Firmada la semana pasada la llamada hoja de ruta, ahora debe llevarse a cabo el mayor de los esfuerzos para que se sumen cuantos más actores políticos y civiles mejor. Si es preciso flexibilizar sus términos, hágase. Aunque da margen para una ahora muy improbable negociación con el Gobierno español, la hoja de ruta fija una determinada trayectoria. Una trayectoria de colisión no solo con el Gobierno español, sino también con el poder legislativo y judicial del Estado, así como con el gigantesco entramado mediático españolista.
Históricamente, España ha hecho muy poco para honrar a Montesquieu, esto es, para garantizar la independencia de los tres poderes del estado. Como vemos a diario, esto es más cierto que nunca cuando de la cuestión catalana se trata.

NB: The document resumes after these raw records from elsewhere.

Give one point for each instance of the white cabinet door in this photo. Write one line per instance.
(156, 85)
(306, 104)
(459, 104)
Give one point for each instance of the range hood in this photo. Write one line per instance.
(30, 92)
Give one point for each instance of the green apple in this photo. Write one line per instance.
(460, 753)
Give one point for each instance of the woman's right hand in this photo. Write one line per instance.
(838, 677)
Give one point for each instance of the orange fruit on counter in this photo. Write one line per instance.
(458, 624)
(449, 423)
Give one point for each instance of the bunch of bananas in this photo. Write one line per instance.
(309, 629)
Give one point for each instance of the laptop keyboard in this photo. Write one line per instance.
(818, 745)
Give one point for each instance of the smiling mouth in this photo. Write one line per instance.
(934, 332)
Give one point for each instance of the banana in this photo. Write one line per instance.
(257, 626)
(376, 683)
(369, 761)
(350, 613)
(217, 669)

La malsana instrumentación alcanza de lleno al Tribunal Constitucional (TC), el supuesto árbitro entre España y Catalunya. La maquinaria del Estado –desde el TC hasta los servicios diplomáticos que impiden que el fútbol sala catalán participe en el Mundial– se ha puesto pornográficamente a trabajar para impedir no solo la independencia, sino también, como vimos el 9-N, que los catalanes puedan expresarse sobre su futuro colectivo.
Decíamos que la hoja de ruta supone una trayectoria de colisión. No la habría si, ya hace mucho, el Gobierno de Mariano Rajoy hubiera optado por el diálogo. Recordemos simplemente que, pese a que la ley le obliga, el Ejecutivo popular se ha negado insolentemente a la revisión del sistema de financiación autonómica. Mientras el president Artur Mas y la inmensa mayoría de partidos catalanes han insistido en la necesidad de hablar, el PP ha rechazado siempre hacerlo.

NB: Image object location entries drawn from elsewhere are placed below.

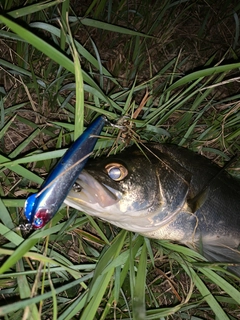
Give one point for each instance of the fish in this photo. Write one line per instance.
(165, 192)
(41, 207)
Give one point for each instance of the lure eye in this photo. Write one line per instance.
(41, 218)
(37, 223)
(116, 171)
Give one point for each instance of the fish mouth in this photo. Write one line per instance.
(90, 192)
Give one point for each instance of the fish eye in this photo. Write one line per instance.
(116, 171)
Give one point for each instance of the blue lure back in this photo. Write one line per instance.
(41, 207)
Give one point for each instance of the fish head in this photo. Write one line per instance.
(134, 190)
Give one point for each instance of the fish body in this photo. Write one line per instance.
(42, 206)
(168, 192)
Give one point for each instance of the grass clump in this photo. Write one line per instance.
(62, 65)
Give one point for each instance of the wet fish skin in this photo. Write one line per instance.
(155, 199)
(41, 207)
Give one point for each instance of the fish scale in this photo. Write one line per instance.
(173, 193)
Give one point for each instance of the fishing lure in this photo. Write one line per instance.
(41, 207)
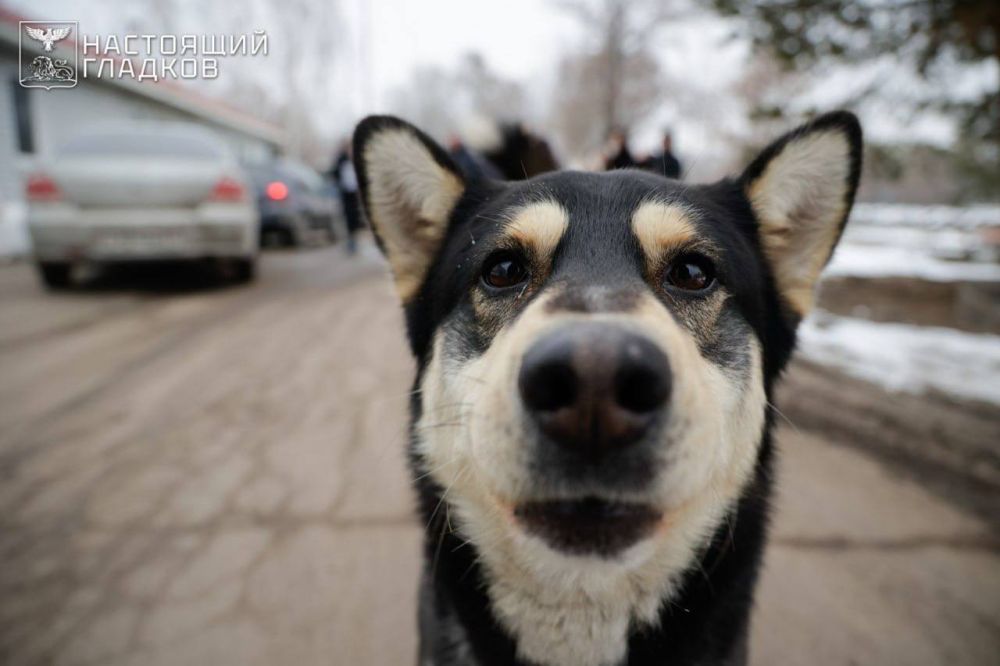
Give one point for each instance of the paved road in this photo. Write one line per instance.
(192, 475)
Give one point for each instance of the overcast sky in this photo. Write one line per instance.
(378, 43)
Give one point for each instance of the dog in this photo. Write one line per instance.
(591, 422)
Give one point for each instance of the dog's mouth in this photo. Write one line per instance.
(588, 526)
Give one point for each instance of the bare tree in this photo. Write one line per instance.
(440, 100)
(614, 81)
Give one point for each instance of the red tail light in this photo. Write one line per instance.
(42, 188)
(227, 189)
(277, 191)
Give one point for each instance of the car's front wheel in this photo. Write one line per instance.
(245, 270)
(55, 274)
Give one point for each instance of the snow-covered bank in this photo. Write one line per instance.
(851, 260)
(905, 358)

Tal actitud ha hecho, no podía ser de otra forma, que el soberanismo catalán haya ido definiendo sus objetivos a medida que se iban cerrando puertas. No creo que Rajoy creyera que su temeraria cerrazón llevara al soberanismo a renunciar a sus objetivos o a retroceder. Al contrario, el PP ha decidido conscientemente propiciar el choque, con el afán de derrotar y luego castigar a Catalunya.
La hoja de ruta, como decíamos arriba, tendría que concitar tantos apoyos como sea posible. Igualmente, las fuerzas políticas soberanistas deberían mostrarse unidas. Por lo tanto, Oriol Junqueras ha de volver a reflexionar sobre el asunto de una candidatura conjunta con los de Mas para las elecciones de septiembre. Asimismo, habría que estudiar la posibilidad de una alianza –con el formato y la geometría que se crean más adecuados– de todos los partidos soberanistas cara a las elecciones españolas.
Los políticos han de situarse a la altura de la trascendencia y gravedad del reto que tienen por delante, algo que hasta hoy no siempre han logrado. Si lo hacen, el movimiento civil, que resultará decisivo en el tsunami que parece acercarse, no fallará.